O’Malley, left, and Allen walk along the Bagaduce River in the Snow Natural Area in Brooksville. Horseshoe crabs have bred for millennium in the brackish waters here. Shawn Ouellette/Staff Photographer

Along the Bagaduce, the crabs spawn beside the 40-acre Snow Natural Area that has 2,550 feet of river frontage under conservation, making the breeding season a true spectator event. The land trust has been holding the horseshoe crab walk ever since it acquired the Snow property in 2014, when it merged with The Conservation Trust of Brooksville, Penobscot and Castine.

Locals have been coming to the Bagaduce for generations to see the crabs breed in springtime.

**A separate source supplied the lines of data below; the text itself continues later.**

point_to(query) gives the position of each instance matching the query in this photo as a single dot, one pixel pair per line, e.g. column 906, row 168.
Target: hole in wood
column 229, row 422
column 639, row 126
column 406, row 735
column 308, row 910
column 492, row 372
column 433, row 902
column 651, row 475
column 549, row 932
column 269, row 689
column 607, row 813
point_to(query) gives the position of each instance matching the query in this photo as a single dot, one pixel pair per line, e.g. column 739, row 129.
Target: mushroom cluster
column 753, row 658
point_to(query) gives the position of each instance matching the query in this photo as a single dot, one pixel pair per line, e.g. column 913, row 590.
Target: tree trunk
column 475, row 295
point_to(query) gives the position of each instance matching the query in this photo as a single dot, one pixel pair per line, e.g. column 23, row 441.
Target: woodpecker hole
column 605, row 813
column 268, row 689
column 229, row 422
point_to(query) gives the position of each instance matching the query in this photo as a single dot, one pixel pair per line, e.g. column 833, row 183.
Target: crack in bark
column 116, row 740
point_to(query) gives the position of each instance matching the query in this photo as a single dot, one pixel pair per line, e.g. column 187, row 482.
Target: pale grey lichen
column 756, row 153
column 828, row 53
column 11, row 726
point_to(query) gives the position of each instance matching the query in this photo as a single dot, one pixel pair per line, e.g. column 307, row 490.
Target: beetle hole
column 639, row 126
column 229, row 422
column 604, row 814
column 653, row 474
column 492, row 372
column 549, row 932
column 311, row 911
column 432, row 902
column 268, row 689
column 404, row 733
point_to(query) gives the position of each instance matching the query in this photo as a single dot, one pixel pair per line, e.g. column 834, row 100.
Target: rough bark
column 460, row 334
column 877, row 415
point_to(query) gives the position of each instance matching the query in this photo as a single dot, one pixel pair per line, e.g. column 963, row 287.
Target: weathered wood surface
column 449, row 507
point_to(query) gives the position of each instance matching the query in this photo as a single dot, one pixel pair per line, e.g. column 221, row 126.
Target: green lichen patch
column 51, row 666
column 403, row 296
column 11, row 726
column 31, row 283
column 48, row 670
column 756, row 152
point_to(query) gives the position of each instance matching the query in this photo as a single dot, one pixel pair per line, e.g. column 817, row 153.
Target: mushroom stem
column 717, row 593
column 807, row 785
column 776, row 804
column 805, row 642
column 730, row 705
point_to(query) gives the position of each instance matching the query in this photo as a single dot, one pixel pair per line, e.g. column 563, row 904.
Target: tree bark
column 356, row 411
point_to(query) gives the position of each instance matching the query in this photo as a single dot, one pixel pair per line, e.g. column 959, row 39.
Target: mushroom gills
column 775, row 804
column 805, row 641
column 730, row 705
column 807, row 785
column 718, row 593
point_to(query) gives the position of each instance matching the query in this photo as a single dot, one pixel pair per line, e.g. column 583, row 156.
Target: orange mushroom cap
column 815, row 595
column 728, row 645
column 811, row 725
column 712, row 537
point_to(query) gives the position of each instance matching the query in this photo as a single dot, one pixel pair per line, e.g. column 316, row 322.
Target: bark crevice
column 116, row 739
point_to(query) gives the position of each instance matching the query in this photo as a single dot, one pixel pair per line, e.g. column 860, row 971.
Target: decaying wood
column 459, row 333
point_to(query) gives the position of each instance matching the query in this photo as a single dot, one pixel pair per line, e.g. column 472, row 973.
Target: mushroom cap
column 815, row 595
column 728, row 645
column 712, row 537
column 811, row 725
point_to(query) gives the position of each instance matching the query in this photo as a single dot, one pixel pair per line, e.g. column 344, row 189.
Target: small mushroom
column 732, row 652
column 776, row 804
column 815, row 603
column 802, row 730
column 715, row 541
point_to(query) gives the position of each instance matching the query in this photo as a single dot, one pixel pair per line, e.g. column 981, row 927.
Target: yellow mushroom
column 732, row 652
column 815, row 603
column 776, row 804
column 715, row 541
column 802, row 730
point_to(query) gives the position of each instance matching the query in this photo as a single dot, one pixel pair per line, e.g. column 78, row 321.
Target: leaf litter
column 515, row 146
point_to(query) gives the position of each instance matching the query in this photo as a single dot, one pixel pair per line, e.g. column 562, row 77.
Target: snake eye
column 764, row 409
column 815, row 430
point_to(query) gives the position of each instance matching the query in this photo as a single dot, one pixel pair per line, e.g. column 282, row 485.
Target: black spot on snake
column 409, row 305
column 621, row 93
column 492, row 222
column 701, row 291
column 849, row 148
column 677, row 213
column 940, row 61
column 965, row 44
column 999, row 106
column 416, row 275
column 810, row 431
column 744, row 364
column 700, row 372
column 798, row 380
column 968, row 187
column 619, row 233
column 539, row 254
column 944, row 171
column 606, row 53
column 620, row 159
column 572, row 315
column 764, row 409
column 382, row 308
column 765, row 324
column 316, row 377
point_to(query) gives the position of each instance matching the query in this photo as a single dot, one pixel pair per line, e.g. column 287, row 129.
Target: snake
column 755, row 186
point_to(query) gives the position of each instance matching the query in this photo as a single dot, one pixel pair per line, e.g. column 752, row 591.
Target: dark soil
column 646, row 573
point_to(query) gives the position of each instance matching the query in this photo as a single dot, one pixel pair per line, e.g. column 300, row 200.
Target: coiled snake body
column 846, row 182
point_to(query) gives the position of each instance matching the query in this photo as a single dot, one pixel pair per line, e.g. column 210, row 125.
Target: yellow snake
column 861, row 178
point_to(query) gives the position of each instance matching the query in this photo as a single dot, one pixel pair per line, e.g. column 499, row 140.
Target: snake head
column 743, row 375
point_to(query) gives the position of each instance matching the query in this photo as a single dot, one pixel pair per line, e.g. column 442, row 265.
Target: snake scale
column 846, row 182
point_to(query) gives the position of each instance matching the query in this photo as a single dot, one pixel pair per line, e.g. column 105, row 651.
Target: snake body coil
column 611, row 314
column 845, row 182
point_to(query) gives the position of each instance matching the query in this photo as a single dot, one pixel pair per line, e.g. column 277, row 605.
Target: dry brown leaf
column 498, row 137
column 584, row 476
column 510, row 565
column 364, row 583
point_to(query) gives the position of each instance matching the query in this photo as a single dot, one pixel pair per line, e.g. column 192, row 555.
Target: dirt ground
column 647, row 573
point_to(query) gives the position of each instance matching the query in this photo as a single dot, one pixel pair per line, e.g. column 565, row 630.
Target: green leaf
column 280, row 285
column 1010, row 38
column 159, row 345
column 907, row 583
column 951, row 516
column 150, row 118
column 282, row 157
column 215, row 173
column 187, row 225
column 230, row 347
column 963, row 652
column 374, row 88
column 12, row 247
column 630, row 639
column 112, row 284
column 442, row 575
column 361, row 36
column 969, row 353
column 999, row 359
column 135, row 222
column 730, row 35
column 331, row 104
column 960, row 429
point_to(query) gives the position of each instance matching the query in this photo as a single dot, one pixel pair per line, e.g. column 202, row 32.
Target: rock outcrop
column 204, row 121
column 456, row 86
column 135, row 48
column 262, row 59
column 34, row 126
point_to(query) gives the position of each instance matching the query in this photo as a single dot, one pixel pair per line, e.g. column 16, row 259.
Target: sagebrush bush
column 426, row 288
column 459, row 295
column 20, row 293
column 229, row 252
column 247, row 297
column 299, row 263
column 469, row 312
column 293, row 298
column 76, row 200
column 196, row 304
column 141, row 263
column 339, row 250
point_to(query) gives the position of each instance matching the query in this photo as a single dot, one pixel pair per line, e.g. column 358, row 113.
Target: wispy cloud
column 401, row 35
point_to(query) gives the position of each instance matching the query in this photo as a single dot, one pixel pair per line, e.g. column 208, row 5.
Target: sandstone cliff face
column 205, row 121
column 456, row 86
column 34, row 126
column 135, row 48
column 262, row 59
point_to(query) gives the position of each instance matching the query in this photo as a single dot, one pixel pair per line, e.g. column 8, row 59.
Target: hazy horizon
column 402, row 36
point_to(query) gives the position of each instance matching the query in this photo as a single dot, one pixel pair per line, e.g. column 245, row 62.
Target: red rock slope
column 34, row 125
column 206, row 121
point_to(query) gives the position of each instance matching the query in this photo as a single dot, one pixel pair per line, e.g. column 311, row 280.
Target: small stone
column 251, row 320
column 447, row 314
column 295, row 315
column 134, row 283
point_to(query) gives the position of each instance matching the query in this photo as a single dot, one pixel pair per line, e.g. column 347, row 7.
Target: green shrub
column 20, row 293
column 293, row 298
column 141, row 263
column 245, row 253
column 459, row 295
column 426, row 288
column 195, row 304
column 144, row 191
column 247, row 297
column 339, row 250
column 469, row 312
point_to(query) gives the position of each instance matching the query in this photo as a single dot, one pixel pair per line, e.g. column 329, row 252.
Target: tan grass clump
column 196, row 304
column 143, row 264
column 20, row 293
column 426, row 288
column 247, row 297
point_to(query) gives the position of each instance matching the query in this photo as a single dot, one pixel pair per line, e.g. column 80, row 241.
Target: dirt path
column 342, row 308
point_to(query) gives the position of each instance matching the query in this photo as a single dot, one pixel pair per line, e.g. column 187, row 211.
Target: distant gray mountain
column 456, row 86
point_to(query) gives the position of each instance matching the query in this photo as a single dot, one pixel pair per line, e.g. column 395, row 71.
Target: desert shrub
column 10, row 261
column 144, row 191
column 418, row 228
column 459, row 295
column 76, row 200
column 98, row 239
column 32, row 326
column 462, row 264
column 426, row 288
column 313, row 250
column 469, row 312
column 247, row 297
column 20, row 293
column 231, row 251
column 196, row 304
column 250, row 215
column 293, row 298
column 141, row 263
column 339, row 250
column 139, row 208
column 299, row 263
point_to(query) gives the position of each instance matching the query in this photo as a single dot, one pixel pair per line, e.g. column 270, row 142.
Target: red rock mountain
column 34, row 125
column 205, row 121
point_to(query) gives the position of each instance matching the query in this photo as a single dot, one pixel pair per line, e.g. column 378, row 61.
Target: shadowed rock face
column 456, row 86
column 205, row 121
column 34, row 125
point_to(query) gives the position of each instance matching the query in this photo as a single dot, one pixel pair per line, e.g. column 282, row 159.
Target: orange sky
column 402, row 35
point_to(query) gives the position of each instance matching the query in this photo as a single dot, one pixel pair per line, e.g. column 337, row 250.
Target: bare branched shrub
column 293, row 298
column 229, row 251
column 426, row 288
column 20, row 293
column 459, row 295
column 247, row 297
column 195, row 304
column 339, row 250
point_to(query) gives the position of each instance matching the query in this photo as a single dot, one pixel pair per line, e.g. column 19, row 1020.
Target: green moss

There’s an inlet where the popular Bagaduce Lunch stand sits on Route 175 where you can get take out, sit on the lawn or at a picnic table, and watch the crabs breeding on the beach below. The seasonal eatery has been in the same family for more than 50 years, and Allen said horseshoe crab watching has been a summer activity here for at least as long.

“I can remember going down the boat landing as a kid and watching them,” Allen said.

“We get 30 to 40 people of all ages who come to the (Blue Hill Heritage Trust horseshoe crab) program, both kids and adults.” she added. “A lot of adults don’t know they’re here, or that they’re prehistoric. For us, it marks the opening of summer when the horseshoe crabs arrive.”